Celui-ci est déjà en œuvre depuis 2013, date du dernier accord sur les retraites complémentaires ;
un décalage de la date de revalorisation des pensions, de façon pérenne, au 1er novembre
La baisse du rendement des régimes de retraite
Une augmentation du prix d’achat du point, en terme technique, c’est une baisse du rendement des régimes qui touchera tous les retraités futurs.
Pour le même salaire, il achètera moins de points donc sa retraite chutera.
La fin du régime AGIRC par la création d’un régime unifié issu de la fusion de l’AGIRC et de l’ARRCO
La disparition de l’AGIRC en fusionnant l’AGIRC et l’ARRCO a été troquée contre une négociation nationale interprofessionnelle pour définir les grandes lignes de la notion d’encadrement.
Rien ne garantit l’avenir du statut cadre, de la GMP (garantie minimale du point), des 1,5 % de prévoyance et du futur niveau de pensions complémentaires des cadres.
Aucun financement supplémentaire du patronat
En contrepartie, le Medef propose de mettre 300 millions de cotisations sur la table.
Cette augmentation sera compensée par une baisse des cotisations ATMP (accident du travail, maladie professionnelle), c’est l’engagement qu’a pris le gouvernement pour que cet accord puisse exister.
C’est scandaleux !
Le patronat se paye sur l’argent des victimes du mal-travail organisé par lui-même alors que les sous déclarations sont largement reconnues.
La CGT a refusé ce marché de dupe qui va permettre, dans un deuxième temps, au pouvoir politique, de reporter l’âge légal de départ en retraite.

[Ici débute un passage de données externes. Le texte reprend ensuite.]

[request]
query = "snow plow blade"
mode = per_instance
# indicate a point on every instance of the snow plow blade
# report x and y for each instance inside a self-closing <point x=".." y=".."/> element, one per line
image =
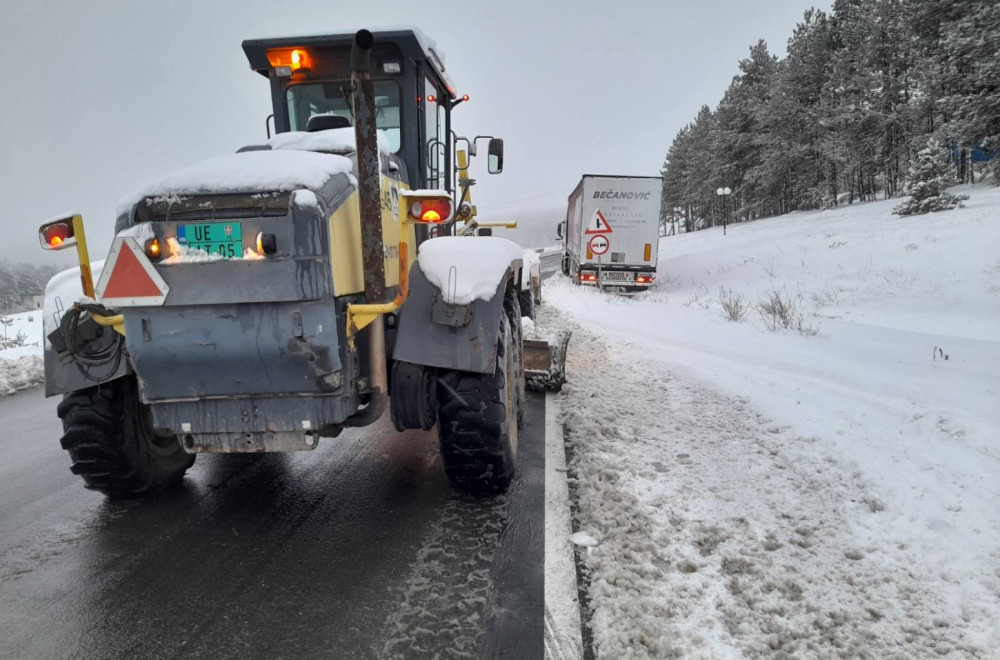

Ces mesures très douloureuses pour les salariés et les retraités ne suffiront même pas à financer le déficit (6 milliards alors que le besoin est de 8,7 milliards en 2020).
Sans rapport de force d’ici là, la prochaine négociation en 2019 devra donc encore à priori se traduire par de nouvelles amputations de droits pour les salariés.
Il ne reste plus que quelques jours pour démontrer aux salariés la nocivité de cet accord de principe.